Well they are sorted but often not by alphabetical order but by some hash code. And computing that hash code from the data is the real magic. It should be large enough to have a reasonable chance to generate unique hash codes for every unique input variable, yet it should fit also into the natural data size for the system (usually an integer). And then the hash algorithme should be able to spread the codes across the entire range evenly with various input data. A simple exor or ASCI code summation is not very useful as it will tend to clump most typical input variables around a small range of the entire possible hash code range.

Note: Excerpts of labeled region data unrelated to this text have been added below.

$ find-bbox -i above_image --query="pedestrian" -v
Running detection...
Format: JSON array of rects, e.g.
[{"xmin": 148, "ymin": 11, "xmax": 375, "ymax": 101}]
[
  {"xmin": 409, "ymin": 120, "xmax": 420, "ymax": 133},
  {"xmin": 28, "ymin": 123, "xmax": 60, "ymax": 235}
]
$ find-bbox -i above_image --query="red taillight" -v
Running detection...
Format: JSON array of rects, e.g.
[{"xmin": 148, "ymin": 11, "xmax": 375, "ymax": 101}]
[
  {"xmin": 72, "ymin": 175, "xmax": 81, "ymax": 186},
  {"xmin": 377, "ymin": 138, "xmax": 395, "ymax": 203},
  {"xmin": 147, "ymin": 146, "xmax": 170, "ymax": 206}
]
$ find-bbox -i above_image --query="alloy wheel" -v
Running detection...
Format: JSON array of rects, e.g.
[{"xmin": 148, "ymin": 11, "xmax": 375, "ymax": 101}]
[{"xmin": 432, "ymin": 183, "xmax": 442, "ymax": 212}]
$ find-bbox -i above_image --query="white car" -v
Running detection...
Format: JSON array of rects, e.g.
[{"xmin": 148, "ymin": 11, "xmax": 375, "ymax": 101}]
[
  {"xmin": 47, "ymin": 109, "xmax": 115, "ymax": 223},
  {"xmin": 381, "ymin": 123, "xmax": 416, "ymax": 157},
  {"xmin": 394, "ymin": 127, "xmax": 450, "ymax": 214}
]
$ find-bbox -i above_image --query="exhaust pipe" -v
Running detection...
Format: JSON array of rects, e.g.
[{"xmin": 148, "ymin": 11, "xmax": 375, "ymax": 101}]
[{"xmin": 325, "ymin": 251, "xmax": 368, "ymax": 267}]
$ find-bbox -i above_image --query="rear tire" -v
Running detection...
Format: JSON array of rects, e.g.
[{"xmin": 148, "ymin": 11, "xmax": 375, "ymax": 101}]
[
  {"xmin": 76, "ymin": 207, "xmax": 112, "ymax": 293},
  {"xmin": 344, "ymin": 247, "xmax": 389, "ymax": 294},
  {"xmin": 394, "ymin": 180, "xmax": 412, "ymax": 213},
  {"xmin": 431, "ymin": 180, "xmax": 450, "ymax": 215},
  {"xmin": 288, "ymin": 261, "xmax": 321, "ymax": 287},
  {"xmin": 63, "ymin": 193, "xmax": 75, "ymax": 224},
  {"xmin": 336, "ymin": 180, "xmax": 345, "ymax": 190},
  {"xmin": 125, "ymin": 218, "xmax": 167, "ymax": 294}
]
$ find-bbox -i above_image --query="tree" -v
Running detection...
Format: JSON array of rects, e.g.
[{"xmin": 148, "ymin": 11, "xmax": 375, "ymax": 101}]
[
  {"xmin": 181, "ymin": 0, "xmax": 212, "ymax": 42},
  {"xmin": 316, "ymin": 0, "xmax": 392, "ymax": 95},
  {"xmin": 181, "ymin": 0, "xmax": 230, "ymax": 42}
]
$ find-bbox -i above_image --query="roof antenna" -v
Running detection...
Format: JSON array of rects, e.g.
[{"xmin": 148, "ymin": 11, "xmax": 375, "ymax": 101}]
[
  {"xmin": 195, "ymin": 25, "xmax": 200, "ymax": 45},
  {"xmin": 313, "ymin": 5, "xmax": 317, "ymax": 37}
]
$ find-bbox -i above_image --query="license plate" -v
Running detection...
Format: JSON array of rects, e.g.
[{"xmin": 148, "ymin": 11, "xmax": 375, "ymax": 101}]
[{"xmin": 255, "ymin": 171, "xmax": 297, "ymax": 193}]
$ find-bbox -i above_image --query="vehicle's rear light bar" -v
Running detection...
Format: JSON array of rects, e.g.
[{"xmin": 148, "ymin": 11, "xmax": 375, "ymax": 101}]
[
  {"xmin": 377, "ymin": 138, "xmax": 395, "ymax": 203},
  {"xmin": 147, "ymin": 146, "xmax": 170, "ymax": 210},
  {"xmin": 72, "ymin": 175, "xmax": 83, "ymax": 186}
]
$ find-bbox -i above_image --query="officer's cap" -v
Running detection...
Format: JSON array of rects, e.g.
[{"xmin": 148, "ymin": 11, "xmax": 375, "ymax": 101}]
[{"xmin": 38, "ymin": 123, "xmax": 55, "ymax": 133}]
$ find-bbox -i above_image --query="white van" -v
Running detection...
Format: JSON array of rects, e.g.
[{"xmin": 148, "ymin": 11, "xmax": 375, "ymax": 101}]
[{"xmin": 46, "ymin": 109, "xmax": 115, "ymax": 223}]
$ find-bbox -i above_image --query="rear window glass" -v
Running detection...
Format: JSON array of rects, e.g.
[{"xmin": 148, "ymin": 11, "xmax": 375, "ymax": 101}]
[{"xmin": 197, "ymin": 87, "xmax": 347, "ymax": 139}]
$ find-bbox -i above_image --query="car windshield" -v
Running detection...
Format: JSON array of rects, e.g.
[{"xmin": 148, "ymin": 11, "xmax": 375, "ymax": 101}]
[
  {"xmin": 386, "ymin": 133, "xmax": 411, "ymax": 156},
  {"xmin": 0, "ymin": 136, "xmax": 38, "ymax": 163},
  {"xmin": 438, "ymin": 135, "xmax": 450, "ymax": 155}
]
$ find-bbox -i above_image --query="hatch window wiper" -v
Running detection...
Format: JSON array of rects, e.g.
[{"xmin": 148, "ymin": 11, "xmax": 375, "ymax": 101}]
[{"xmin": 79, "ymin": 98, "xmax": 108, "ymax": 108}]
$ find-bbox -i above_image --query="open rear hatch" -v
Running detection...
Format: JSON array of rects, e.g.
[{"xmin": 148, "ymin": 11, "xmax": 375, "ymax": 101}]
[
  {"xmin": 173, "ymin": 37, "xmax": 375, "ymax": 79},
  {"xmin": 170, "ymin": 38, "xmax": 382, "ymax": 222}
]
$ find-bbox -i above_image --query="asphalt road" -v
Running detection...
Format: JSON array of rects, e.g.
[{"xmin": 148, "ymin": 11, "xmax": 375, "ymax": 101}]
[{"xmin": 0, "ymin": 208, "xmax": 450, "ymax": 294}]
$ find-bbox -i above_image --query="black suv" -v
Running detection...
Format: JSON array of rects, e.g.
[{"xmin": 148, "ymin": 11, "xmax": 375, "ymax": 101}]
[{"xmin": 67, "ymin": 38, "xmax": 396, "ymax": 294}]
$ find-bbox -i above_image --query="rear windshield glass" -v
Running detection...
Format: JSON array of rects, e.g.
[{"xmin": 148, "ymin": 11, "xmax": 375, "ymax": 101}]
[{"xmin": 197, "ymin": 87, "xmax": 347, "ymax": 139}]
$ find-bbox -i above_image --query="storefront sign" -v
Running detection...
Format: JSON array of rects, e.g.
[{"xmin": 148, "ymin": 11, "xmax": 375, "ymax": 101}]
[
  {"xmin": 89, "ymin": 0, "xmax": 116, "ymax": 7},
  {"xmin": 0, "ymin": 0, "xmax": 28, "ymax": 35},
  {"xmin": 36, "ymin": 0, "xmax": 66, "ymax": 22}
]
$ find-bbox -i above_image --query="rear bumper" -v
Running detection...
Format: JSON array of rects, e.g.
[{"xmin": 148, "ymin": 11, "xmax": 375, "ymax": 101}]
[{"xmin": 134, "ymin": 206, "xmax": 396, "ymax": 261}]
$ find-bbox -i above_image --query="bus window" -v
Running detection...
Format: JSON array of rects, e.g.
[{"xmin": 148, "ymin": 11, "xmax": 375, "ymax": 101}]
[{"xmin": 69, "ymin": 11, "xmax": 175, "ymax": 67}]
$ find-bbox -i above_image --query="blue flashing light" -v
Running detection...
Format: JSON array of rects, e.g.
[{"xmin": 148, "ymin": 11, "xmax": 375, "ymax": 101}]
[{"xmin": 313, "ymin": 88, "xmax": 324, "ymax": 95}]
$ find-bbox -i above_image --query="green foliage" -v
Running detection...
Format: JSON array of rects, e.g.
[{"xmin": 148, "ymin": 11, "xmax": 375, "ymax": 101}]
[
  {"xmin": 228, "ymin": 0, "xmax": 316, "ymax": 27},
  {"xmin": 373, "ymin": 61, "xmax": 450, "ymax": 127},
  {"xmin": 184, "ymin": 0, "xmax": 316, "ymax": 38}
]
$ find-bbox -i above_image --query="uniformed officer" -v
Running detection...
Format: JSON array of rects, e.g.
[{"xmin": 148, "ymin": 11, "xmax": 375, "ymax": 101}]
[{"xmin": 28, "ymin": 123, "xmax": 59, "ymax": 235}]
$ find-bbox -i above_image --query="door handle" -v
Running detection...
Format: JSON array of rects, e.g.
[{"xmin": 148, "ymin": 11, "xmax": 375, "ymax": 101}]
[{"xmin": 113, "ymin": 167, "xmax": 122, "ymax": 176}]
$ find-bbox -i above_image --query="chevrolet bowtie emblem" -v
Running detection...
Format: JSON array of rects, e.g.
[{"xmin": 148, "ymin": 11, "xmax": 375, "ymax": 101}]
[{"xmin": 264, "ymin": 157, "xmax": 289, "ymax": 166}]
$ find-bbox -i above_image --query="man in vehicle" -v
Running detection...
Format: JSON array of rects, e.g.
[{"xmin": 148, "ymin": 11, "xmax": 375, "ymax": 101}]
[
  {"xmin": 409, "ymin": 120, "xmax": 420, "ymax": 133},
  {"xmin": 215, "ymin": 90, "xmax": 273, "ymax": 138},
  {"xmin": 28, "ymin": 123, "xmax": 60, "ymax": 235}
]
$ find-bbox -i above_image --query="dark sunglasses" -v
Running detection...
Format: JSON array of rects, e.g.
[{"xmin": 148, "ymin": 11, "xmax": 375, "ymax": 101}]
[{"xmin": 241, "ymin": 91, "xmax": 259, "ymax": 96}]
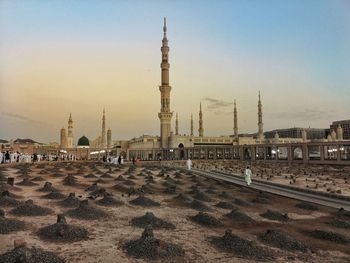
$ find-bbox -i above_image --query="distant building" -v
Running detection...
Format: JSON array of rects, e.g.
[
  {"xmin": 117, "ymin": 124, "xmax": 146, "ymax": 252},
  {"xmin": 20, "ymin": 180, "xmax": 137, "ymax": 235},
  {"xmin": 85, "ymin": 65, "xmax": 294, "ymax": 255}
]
[
  {"xmin": 330, "ymin": 120, "xmax": 350, "ymax": 140},
  {"xmin": 264, "ymin": 127, "xmax": 327, "ymax": 140}
]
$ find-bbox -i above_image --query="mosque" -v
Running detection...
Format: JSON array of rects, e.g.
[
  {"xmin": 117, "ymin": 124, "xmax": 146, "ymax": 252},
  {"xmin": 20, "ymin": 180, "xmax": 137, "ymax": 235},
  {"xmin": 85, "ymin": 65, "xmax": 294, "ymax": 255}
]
[{"xmin": 60, "ymin": 18, "xmax": 342, "ymax": 160}]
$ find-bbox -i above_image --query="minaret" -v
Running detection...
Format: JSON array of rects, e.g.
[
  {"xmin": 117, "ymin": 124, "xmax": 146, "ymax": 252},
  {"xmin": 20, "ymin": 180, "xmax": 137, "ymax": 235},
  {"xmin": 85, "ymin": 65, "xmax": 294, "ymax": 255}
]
[
  {"xmin": 198, "ymin": 103, "xmax": 204, "ymax": 137},
  {"xmin": 107, "ymin": 129, "xmax": 112, "ymax": 149},
  {"xmin": 60, "ymin": 127, "xmax": 67, "ymax": 149},
  {"xmin": 233, "ymin": 100, "xmax": 238, "ymax": 140},
  {"xmin": 158, "ymin": 18, "xmax": 173, "ymax": 148},
  {"xmin": 175, "ymin": 112, "xmax": 179, "ymax": 135},
  {"xmin": 191, "ymin": 113, "xmax": 193, "ymax": 136},
  {"xmin": 337, "ymin": 124, "xmax": 344, "ymax": 141},
  {"xmin": 101, "ymin": 109, "xmax": 107, "ymax": 148},
  {"xmin": 258, "ymin": 91, "xmax": 264, "ymax": 140},
  {"xmin": 67, "ymin": 113, "xmax": 74, "ymax": 148}
]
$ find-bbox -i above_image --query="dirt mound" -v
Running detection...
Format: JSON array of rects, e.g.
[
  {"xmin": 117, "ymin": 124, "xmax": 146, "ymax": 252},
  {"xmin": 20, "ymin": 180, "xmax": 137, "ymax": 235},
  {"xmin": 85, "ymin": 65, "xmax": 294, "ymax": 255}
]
[
  {"xmin": 37, "ymin": 215, "xmax": 89, "ymax": 242},
  {"xmin": 32, "ymin": 176, "xmax": 45, "ymax": 182},
  {"xmin": 225, "ymin": 209, "xmax": 255, "ymax": 224},
  {"xmin": 209, "ymin": 230, "xmax": 274, "ymax": 261},
  {"xmin": 16, "ymin": 178, "xmax": 38, "ymax": 186},
  {"xmin": 96, "ymin": 194, "xmax": 124, "ymax": 207},
  {"xmin": 190, "ymin": 212, "xmax": 223, "ymax": 227},
  {"xmin": 258, "ymin": 229, "xmax": 308, "ymax": 252},
  {"xmin": 0, "ymin": 195, "xmax": 20, "ymax": 206},
  {"xmin": 131, "ymin": 212, "xmax": 175, "ymax": 229},
  {"xmin": 295, "ymin": 202, "xmax": 318, "ymax": 211},
  {"xmin": 189, "ymin": 200, "xmax": 211, "ymax": 211},
  {"xmin": 100, "ymin": 173, "xmax": 114, "ymax": 179},
  {"xmin": 123, "ymin": 226, "xmax": 185, "ymax": 262},
  {"xmin": 0, "ymin": 246, "xmax": 65, "ymax": 263},
  {"xmin": 41, "ymin": 191, "xmax": 65, "ymax": 199},
  {"xmin": 193, "ymin": 192, "xmax": 213, "ymax": 202},
  {"xmin": 308, "ymin": 230, "xmax": 350, "ymax": 244},
  {"xmin": 67, "ymin": 200, "xmax": 108, "ymax": 220},
  {"xmin": 63, "ymin": 175, "xmax": 77, "ymax": 186},
  {"xmin": 38, "ymin": 182, "xmax": 58, "ymax": 192},
  {"xmin": 129, "ymin": 195, "xmax": 160, "ymax": 207},
  {"xmin": 0, "ymin": 210, "xmax": 25, "ymax": 235},
  {"xmin": 59, "ymin": 193, "xmax": 80, "ymax": 207},
  {"xmin": 215, "ymin": 202, "xmax": 236, "ymax": 209},
  {"xmin": 329, "ymin": 218, "xmax": 350, "ymax": 228},
  {"xmin": 10, "ymin": 199, "xmax": 53, "ymax": 216},
  {"xmin": 260, "ymin": 210, "xmax": 289, "ymax": 222}
]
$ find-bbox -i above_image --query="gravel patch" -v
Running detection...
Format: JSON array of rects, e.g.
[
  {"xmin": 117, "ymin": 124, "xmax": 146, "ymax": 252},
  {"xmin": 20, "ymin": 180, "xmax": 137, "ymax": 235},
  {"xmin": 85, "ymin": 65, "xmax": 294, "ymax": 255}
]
[
  {"xmin": 295, "ymin": 202, "xmax": 318, "ymax": 211},
  {"xmin": 308, "ymin": 230, "xmax": 350, "ymax": 244},
  {"xmin": 10, "ymin": 199, "xmax": 53, "ymax": 216},
  {"xmin": 189, "ymin": 200, "xmax": 211, "ymax": 211},
  {"xmin": 209, "ymin": 230, "xmax": 275, "ymax": 261},
  {"xmin": 96, "ymin": 194, "xmax": 124, "ymax": 207},
  {"xmin": 0, "ymin": 246, "xmax": 65, "ymax": 263},
  {"xmin": 225, "ymin": 209, "xmax": 255, "ymax": 224},
  {"xmin": 59, "ymin": 193, "xmax": 80, "ymax": 207},
  {"xmin": 123, "ymin": 226, "xmax": 185, "ymax": 262},
  {"xmin": 129, "ymin": 195, "xmax": 160, "ymax": 207},
  {"xmin": 190, "ymin": 212, "xmax": 223, "ymax": 227},
  {"xmin": 260, "ymin": 210, "xmax": 289, "ymax": 222},
  {"xmin": 37, "ymin": 215, "xmax": 89, "ymax": 243},
  {"xmin": 131, "ymin": 212, "xmax": 175, "ymax": 229},
  {"xmin": 258, "ymin": 229, "xmax": 308, "ymax": 252},
  {"xmin": 67, "ymin": 200, "xmax": 108, "ymax": 220}
]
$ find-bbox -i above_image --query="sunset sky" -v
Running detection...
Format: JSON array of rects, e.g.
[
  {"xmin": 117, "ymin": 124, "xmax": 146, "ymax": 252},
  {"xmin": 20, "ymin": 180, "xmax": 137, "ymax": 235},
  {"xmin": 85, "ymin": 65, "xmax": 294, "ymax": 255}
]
[{"xmin": 0, "ymin": 0, "xmax": 350, "ymax": 142}]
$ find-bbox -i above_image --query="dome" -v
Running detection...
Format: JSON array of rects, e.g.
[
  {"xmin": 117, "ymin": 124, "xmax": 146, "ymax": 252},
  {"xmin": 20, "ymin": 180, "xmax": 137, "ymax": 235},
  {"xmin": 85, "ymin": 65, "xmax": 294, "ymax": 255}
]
[{"xmin": 78, "ymin": 136, "xmax": 90, "ymax": 146}]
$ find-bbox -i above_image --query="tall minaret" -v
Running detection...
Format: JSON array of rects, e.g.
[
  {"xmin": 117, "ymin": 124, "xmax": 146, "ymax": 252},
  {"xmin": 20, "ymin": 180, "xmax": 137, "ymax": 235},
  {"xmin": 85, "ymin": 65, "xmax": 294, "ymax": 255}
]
[
  {"xmin": 101, "ymin": 109, "xmax": 107, "ymax": 148},
  {"xmin": 107, "ymin": 129, "xmax": 112, "ymax": 149},
  {"xmin": 233, "ymin": 100, "xmax": 238, "ymax": 139},
  {"xmin": 67, "ymin": 113, "xmax": 74, "ymax": 148},
  {"xmin": 60, "ymin": 127, "xmax": 67, "ymax": 149},
  {"xmin": 198, "ymin": 103, "xmax": 204, "ymax": 137},
  {"xmin": 258, "ymin": 91, "xmax": 264, "ymax": 140},
  {"xmin": 191, "ymin": 113, "xmax": 193, "ymax": 136},
  {"xmin": 158, "ymin": 18, "xmax": 173, "ymax": 148},
  {"xmin": 175, "ymin": 112, "xmax": 179, "ymax": 135}
]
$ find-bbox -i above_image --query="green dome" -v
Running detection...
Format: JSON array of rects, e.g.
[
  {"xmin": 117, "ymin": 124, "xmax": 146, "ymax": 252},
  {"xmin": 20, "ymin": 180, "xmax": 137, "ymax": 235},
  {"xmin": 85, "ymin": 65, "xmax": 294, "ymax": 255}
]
[{"xmin": 78, "ymin": 136, "xmax": 90, "ymax": 146}]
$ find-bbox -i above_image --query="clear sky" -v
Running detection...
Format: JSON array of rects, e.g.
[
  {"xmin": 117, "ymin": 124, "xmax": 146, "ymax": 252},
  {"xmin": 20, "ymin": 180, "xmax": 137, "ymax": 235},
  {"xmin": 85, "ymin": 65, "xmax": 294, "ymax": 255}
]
[{"xmin": 0, "ymin": 0, "xmax": 350, "ymax": 142}]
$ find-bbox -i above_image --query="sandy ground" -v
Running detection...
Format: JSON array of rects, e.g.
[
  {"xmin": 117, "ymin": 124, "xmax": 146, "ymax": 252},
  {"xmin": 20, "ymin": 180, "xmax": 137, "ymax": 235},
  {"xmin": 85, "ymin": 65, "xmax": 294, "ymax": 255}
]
[
  {"xmin": 187, "ymin": 160, "xmax": 350, "ymax": 196},
  {"xmin": 0, "ymin": 163, "xmax": 350, "ymax": 263}
]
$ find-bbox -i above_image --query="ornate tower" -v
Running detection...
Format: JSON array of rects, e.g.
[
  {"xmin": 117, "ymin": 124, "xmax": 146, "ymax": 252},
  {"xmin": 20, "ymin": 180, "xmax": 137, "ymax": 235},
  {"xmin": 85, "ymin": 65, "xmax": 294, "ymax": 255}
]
[
  {"xmin": 233, "ymin": 100, "xmax": 238, "ymax": 139},
  {"xmin": 60, "ymin": 127, "xmax": 67, "ymax": 149},
  {"xmin": 107, "ymin": 129, "xmax": 112, "ymax": 149},
  {"xmin": 175, "ymin": 112, "xmax": 179, "ymax": 135},
  {"xmin": 101, "ymin": 109, "xmax": 107, "ymax": 148},
  {"xmin": 158, "ymin": 18, "xmax": 173, "ymax": 148},
  {"xmin": 337, "ymin": 124, "xmax": 344, "ymax": 141},
  {"xmin": 191, "ymin": 113, "xmax": 193, "ymax": 136},
  {"xmin": 198, "ymin": 103, "xmax": 204, "ymax": 137},
  {"xmin": 67, "ymin": 113, "xmax": 74, "ymax": 148},
  {"xmin": 258, "ymin": 91, "xmax": 264, "ymax": 140}
]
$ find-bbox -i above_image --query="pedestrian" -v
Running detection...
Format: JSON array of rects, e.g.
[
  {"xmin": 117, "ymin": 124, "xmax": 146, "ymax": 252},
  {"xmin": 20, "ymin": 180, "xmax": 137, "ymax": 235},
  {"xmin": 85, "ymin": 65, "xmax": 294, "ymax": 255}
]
[
  {"xmin": 186, "ymin": 158, "xmax": 192, "ymax": 170},
  {"xmin": 244, "ymin": 165, "xmax": 252, "ymax": 186}
]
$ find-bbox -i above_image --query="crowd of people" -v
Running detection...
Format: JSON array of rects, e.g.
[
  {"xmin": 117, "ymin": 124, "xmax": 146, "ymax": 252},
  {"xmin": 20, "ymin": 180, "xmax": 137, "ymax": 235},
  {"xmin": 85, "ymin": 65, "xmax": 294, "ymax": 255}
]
[{"xmin": 0, "ymin": 151, "xmax": 77, "ymax": 164}]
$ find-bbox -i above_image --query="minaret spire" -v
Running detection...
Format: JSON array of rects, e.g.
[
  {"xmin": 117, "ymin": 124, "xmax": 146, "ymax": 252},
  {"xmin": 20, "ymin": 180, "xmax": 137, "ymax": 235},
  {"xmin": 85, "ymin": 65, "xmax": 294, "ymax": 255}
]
[
  {"xmin": 258, "ymin": 90, "xmax": 264, "ymax": 140},
  {"xmin": 198, "ymin": 102, "xmax": 204, "ymax": 137},
  {"xmin": 233, "ymin": 100, "xmax": 238, "ymax": 139},
  {"xmin": 158, "ymin": 18, "xmax": 173, "ymax": 148},
  {"xmin": 191, "ymin": 113, "xmax": 193, "ymax": 136},
  {"xmin": 175, "ymin": 112, "xmax": 179, "ymax": 135},
  {"xmin": 101, "ymin": 108, "xmax": 107, "ymax": 148}
]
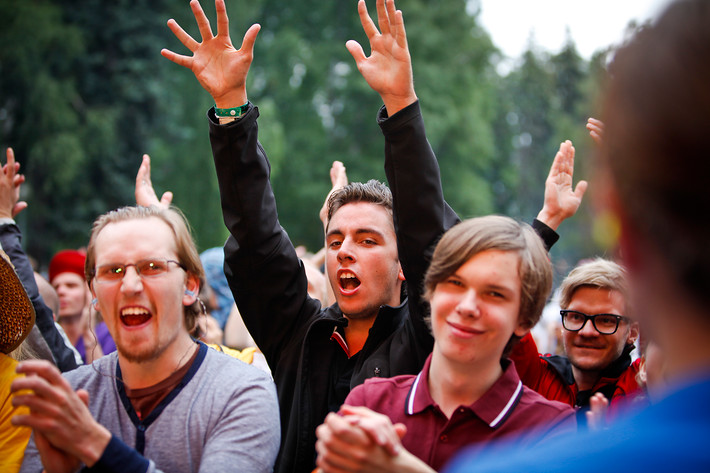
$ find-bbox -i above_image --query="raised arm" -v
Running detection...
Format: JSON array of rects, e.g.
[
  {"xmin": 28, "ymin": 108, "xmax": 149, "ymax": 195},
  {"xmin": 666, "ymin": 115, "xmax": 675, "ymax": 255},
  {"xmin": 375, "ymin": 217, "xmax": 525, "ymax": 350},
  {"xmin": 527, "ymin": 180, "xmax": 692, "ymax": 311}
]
[
  {"xmin": 347, "ymin": 0, "xmax": 459, "ymax": 350},
  {"xmin": 537, "ymin": 140, "xmax": 587, "ymax": 230},
  {"xmin": 0, "ymin": 148, "xmax": 77, "ymax": 371},
  {"xmin": 345, "ymin": 0, "xmax": 417, "ymax": 115},
  {"xmin": 162, "ymin": 0, "xmax": 319, "ymax": 366}
]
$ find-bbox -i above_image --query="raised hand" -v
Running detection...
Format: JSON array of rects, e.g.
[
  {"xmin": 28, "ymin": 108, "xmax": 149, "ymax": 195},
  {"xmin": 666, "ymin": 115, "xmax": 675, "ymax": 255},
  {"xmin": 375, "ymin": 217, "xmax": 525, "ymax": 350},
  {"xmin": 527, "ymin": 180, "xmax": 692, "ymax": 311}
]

And when there is a hash code collision (or the actual variable has been found) the insert and retrieval algorithme have to do an actual variable comparison but given a good hash algorithme that should only happen once on every insert or search operation.

Rolf Kalbermatter
My Blog
Chris_Cilino
Active Participant

Hey ya'll I know this is an old thread but I've created something that may be useful that I'm calling the "LabVIEW Container". The name is still up for grabs. Here's a link to the community page

https://decibel.ni.com/content/docs/DOC-36470

And here's a super short video that gets you the main idea:

http://www.screencast.com/t/i4DVZswx

In short, think of it as a dynamic cluster.. or a variant attribute table with hierarchy.

AELmx
Member

I have been using search algorithmns. I read information from text files, and store it in arrays.  First, I used string arrays but noticed it was too slow, also was concerned about memory usage.  At a second instance, I have replaced the array for a string separated by \n, so I do searches using regular expressions in the string, get the number of lines before the match, and get the index for taking the values I need from the arrays. But I'm a bit concerned about if this was the optimal solution. And I'm having trouble with a file with about 4 million lines, it takes some seconds for reading the data.  Seems this variant option is a better solution, It would be worth to try.

AristosQueue (NI)
NI Employee (retired)

I want to let everyone in this thread know about a new feature of LabVIEW 2016 -- the In-Place Element structure has a new pair of border nodes to let you access the attributes of a variant without copying them out of the variant. This will VASTLY improve the performance of tools like the one this thread is discussing.

I strongly encourage everyone who works on this to look at the shipping example:

labview\examples\Performance\Variant Attribute Lookup Table\

Screen Shot 2016-08-02 at 11.23.03 AM.png

tstahl
Member

I've gotten a long ways into updating our LabVIEW 2012 core applications to 2015 and you post something that could significantly improve performance. Darn you!

AristosQueue (NI)
NI Employee (retired)

These are the kinds of problems I like creating for customers.